In June, the Cystic Fibrosis (CF) community was elated when Health Canada announced its approval of the life-saving drug Trikafta for those aged 12 and up with CF and at least one F508del mutation.
Their joy was short-lived after reading CADTH's restrictive criteria recommendations for the drug, which includes making funding available only to those with below 90 percent lung function.
To remain on the drug and have it funded, CADTH is also recommending patients must gain five percent lung function in the first six months of use in order for the prescription to be renewed and to maintain the five percent indefinitely. Beth says this is problematic, as most healthy adults' lung function naturally declines with aging, like hearing and eyesight.
The recommendations received negative feedback from the CF community, including Dr. John Wallenburg, chief scientific officer, Cystic Fibrosis Canada.
“If adopted by the provinces, CADTH’s draft recommendation will create an absurd situation in which patients will need to become demonstrably sicker to get this medicine, and those who receive the drug and experience important clinical benefits could see it pulled right out from under their feet," he said.
Beth is hoping CADTH listened to the patients and doctors who had until July 22 to submit feedback on the recommendations.
She was left hopeful after meeting with the Minister, when Elliott indicated that the province will not be adopting the CADTH recommendations.
"It was very positive," said Beth about their meeting with Elliott. "She committed to adding the drug (Trikafta) to the formulary (a list of prescription drugs paid for by the government) in the next few months without the criteria (from CADTH)."
Nineteen-year-old Madi has been on CF drug Kalydeco for the past nine years, when she and her mother convinced the Ontario government to approve coverage, after a lengthy public battle.

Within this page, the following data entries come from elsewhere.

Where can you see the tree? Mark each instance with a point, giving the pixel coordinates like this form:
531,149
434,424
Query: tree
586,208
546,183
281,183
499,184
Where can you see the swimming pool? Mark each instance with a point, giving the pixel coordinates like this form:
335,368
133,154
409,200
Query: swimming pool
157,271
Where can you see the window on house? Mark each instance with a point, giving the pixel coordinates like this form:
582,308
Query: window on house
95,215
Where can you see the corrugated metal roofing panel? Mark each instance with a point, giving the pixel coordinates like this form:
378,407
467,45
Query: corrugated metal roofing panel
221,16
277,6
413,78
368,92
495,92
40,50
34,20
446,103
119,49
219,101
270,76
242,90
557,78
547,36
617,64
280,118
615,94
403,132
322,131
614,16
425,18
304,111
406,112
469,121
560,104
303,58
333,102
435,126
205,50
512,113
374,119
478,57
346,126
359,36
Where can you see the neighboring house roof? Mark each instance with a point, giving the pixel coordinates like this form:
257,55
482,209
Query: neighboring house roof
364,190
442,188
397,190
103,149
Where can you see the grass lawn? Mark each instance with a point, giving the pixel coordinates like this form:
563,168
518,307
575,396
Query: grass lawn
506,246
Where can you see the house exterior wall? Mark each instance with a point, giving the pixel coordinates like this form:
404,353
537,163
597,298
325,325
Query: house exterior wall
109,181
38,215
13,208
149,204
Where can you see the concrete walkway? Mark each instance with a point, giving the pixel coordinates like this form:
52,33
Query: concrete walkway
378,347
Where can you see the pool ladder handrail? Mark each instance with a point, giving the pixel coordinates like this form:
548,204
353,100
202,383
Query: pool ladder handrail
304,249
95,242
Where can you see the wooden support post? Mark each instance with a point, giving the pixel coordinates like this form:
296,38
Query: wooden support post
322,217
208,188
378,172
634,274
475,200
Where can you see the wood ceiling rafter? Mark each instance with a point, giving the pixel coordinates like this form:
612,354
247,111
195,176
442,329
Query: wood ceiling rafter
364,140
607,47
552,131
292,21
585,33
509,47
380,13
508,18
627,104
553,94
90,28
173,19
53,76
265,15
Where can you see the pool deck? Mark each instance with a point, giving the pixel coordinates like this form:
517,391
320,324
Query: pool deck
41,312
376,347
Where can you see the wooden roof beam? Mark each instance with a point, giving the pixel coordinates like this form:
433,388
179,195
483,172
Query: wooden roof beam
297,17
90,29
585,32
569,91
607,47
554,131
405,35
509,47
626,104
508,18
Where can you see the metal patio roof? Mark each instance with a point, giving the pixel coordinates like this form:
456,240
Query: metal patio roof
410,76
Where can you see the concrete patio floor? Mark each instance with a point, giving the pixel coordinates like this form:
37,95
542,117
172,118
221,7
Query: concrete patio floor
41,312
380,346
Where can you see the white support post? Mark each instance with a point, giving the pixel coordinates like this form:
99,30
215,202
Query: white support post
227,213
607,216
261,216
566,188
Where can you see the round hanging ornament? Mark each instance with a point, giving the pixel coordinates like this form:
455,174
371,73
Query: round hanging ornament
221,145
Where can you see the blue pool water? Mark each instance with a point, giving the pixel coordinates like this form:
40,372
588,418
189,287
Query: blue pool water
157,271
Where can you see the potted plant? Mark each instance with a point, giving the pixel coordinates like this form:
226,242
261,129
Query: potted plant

But her condition has worsened over the past year, and her doctors are now recommending she switch to the Trikafta medication.

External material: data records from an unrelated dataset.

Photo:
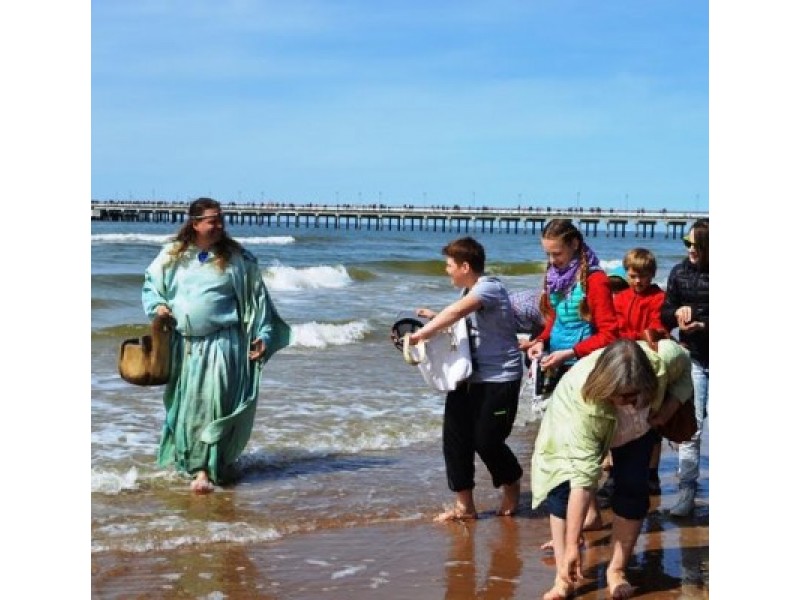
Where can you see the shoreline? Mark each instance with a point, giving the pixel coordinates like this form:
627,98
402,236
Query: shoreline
493,557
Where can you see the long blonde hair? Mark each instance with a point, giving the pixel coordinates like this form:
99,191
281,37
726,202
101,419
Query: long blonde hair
564,231
621,367
186,236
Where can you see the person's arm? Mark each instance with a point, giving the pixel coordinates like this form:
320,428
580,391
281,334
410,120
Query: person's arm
154,294
604,317
446,317
654,306
672,300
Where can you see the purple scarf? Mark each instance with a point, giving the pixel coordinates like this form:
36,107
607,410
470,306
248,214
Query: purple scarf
560,281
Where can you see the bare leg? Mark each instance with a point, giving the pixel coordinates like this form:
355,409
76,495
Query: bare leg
508,507
464,508
655,456
561,589
201,484
624,533
592,522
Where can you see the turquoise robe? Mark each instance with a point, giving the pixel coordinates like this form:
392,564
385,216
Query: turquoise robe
211,396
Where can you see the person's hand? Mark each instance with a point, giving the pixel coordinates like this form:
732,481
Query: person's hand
556,359
693,326
257,349
426,313
683,316
535,349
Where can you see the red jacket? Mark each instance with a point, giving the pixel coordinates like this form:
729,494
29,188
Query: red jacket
637,312
604,318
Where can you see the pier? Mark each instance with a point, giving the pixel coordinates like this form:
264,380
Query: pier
520,220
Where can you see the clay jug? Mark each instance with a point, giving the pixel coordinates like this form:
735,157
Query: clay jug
146,360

"I feel myself slipping back, and it’s awful," Madi wrote in a recent social media post. "Recently my lung function dropped down to 53 per cent - the lowest it’s been since I was five years old. My doctors have recently expressed that it’s crucial that I switch to a new medication called Trikafta before my condition worsens. This is a medication that corrects both defective genes in my body (Kalydeco only corrects one), but isn’t yet available / funded for Canadian CF patients."
"Kalydeco has given her nine amazing years, but there is a better drug now and she needs to be on the better drug now," said Beth.

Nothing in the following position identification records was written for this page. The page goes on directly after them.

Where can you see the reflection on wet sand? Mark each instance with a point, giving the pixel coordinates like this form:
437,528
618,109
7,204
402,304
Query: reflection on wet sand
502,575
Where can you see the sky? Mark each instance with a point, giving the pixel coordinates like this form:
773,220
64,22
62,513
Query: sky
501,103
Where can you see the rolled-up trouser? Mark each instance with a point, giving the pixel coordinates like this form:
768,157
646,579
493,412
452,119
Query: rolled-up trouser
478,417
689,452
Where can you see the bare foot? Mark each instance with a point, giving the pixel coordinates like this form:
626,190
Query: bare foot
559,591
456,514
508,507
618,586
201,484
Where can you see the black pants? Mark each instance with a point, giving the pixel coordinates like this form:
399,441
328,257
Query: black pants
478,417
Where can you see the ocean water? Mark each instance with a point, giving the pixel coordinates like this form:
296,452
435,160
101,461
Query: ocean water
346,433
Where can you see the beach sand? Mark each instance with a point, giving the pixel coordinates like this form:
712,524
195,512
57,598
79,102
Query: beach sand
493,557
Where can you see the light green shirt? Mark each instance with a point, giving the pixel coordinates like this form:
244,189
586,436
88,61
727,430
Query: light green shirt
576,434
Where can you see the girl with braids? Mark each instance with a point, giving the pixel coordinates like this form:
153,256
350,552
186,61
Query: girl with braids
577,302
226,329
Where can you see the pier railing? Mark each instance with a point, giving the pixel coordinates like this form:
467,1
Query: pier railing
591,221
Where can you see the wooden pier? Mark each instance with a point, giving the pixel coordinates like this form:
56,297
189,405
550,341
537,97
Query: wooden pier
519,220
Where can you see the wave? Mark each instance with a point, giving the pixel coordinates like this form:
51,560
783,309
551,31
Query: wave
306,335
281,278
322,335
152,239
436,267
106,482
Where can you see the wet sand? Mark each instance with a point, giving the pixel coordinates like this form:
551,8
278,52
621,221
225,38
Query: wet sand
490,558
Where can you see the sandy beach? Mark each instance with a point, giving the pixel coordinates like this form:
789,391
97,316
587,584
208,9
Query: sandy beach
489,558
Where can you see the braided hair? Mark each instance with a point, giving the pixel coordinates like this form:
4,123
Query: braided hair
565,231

Madi has been hospitalized three times in the past 10 months due to CF and is frustrated by the relentlessness of the disease.
She is headed to college in the fall and worries about getting sick while studying.
"She's been struggling," said Beth. "It's hard."
With the federal election coming up later this month, Beth is wondering why none of the candidates have addressed Canadians' access to orphan drugs. In a recent op-ed article co-written with Nigel Rawson, an independent researcher and an affiliate scholar with the Canadian Health Policy Institute, they raise concerns over the government's relationship with the biopharmaceutical industry.
"If elected, the Liberals will no doubt continue with their intention to severely cut the prices of new medicines. The NDP will likely support them. The Conservatives propose a more collaborative relationship between the federal government and the biopharmaceutical industry. However, no party has presented a comprehensive strategy to get pioneering but costly medicines to Canadians who need them," read part of the op-ed.
When asked if the drug agency will be making changes to its draft recommendations based on the feedback received, CADTH confirmed the reimbursement recommendation for Trikafta were reconsidered at its Expert Committee's Aug. 18 meeting.
"We received feedback from patient and clinician groups and requests for reconsideration from Vertex Pharmaceuticals (Canada) Inc. and the federal, provincial, and territorial public drug programs," said Janis Bogart, a communications representative from CADTH. "The final reimbursement recommendation will be posted on CADTH.ca and publicly available by Sept. 16, 2021."
According to CF Canada, it is estimated that one in every 3,600 children born in Canada has CF. More than 4,300 Canadian children, adolescents, and adults with cystic fibrosis attend specialized CF clinics.